|Ph.D Student||Meilin Edna|
|Subject||"Heparin Cryo-Precipitation (HCP)" of Plasma Reduces|
Plasma Levels of Constituents Involved in
|Department||Department of Medicine||Supervisors||Ms. Batya Kristal|
|Assistant Professor Shifra Sela|
|Full Thesis text|
Introduction: Atherosclerosis and cardiovascular diseases are associated with inflammation, oxidative stress and endothelial dysfunction. We hypothesize that structurally modified molecules accumulate in the circulation of atherosclerotic patients, inducing endothelial dysfunction. We suggest that these modified molecules constituting non-traditional risk factors for atherosclerosis, can be removed from circulation by a combined treatment with heparin, cold temperatures and centrifugation of plasma.
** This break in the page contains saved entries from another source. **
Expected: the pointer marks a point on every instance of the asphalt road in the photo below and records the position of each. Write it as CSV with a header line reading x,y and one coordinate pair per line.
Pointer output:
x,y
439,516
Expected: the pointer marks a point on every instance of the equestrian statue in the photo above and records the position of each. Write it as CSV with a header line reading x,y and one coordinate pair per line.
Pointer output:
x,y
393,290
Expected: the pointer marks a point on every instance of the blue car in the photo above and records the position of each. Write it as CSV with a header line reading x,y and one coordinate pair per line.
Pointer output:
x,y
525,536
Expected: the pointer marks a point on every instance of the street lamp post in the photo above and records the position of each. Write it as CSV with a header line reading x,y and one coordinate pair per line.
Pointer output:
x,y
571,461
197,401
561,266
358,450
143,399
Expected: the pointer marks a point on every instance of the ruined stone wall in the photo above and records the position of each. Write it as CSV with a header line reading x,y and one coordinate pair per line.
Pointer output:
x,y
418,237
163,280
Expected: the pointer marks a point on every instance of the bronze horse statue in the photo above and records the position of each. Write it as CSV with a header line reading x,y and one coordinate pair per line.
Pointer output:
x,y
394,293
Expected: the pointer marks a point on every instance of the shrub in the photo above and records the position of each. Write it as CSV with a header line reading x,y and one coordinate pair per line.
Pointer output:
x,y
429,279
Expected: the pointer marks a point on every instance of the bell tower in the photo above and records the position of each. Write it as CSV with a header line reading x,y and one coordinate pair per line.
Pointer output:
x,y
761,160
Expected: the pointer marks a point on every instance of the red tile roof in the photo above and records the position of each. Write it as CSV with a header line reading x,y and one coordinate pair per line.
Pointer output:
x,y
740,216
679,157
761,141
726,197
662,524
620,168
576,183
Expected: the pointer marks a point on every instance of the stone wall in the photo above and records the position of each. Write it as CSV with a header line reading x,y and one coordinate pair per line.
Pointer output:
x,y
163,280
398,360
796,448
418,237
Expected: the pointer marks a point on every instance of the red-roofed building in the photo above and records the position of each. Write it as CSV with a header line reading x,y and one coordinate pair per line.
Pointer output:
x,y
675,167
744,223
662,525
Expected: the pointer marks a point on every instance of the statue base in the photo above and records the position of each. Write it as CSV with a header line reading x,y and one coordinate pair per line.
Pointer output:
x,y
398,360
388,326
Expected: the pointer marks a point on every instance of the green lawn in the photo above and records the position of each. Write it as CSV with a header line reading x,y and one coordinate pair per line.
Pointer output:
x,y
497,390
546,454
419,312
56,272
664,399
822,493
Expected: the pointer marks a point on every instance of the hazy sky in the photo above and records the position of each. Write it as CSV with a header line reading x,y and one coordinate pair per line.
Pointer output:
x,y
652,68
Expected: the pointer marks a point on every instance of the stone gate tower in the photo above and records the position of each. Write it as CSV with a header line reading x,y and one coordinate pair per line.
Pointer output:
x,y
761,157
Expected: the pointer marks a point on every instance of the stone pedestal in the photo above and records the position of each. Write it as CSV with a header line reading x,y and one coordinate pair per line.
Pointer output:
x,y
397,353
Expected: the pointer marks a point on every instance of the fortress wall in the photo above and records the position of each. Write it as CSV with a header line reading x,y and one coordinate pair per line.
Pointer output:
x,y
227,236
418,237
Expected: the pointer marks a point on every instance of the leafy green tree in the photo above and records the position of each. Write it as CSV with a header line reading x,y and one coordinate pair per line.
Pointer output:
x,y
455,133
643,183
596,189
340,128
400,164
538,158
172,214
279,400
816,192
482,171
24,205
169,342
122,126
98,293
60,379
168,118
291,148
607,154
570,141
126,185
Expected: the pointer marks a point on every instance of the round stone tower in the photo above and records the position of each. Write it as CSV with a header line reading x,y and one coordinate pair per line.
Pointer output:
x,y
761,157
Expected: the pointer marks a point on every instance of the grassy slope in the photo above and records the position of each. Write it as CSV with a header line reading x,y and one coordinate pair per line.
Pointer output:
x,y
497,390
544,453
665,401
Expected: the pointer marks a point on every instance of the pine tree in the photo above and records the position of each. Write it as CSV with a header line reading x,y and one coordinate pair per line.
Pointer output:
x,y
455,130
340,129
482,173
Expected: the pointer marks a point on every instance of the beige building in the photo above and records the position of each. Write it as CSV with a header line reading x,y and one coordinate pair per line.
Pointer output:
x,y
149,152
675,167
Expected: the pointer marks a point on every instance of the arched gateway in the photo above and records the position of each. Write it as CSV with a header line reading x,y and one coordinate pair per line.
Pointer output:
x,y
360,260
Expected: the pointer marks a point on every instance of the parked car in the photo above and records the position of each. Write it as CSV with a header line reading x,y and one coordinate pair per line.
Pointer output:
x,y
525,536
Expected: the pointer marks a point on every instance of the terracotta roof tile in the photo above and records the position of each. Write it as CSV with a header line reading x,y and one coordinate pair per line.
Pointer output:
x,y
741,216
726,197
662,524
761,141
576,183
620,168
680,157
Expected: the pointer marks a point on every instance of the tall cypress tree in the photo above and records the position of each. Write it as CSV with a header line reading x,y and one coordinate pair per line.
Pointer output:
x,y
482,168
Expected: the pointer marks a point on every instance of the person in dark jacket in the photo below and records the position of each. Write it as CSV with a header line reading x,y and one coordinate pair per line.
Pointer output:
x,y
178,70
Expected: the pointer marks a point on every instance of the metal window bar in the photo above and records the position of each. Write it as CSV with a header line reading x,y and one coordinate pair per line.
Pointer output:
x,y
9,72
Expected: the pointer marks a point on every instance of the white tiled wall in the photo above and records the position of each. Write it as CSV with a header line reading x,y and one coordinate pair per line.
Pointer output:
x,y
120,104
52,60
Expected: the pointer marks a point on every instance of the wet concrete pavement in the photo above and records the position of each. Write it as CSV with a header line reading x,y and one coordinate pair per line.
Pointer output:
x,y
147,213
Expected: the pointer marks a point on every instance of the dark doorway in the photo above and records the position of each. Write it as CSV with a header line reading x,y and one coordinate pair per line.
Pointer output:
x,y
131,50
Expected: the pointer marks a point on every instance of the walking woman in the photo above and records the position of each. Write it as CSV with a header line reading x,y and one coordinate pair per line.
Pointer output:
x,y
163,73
Aims: To show that: 1) Oxidized proteins induce endothelial dysfunction 2) Patients with atherosclerosis have high levels of modified proteins and accumulation of non-traditional risk factors for atherosclerosis 3) To develop a method, which will preferentially and simultaneously reduce the abnormally high levels of modified molecules.
Methods: Carbonylated fibrinogen and albumin reflect modifications induced by oxidation and were used as a model for non-traditional risk factors for atherosclerosis. Their effect on umbilical vein endothelial cell (HUVEC) functions was followed; endothelial cell attachment, expression of cell adhesion molecules and intracellular tissue factor production were studied. We developed a new method - “Heparin Cryo-precipitation” (“HCP”), which combines the use of heparin, freezing temperatures and centrifugation in order to reduce the levels of inflammatory mediators and oxidative adducts. Blood was drawn from atherosclerotic hemodialysis patients (HD) and from healthy subjects (HC) and levels of fibrinogen, albumin, CRP, TNF-α, IL-6, advanced oxidation protein products (AOPP), carbonylated fibrinogen and albumin were determined. Contents of the “cryogel”, the pellet formed by “HCP”, was evaluated.
Results: Exposure of HUVEC to oxidized albumin/fibrinogen resulted in increased expression of adhesion molecules. HUVEC incubated with oxidized albumin or high levels of untreated fibrinogen increased production of intracellular tissue factor. HD plasma contained abnormally high levels of modified molecules and non-modified risk factors for atherosclerosis, which concentrations were preferentially, simultaneously and significantly reduced by the “HCP” method and precipitated into the cryogel.
Conclusions: We suggest that oxidized fibrinogen and oxidized albumin should be recognized as non-traditional risk factors for atherosclerosis, due to their delirious effect on endothelial cells. The simultaneous precipitation of modified and abnormally high non-modified circulating risk factors by “HCP”, will probably prevent endothelial dysfunction by repeated use in the long run.
Future implications: Most patients with atherosclerosis have multiple cardiovascular risk factors, traditional and non traditional, which potentiate each other. The “HCP” method may be used in the future as a new treatment modality complementary to the pharmacological approach, designed to reduce concomitantly several non-traditional risk factors for atherosclerosis and cardiovascular diseases and effectively attenuate the atherosclerotic process.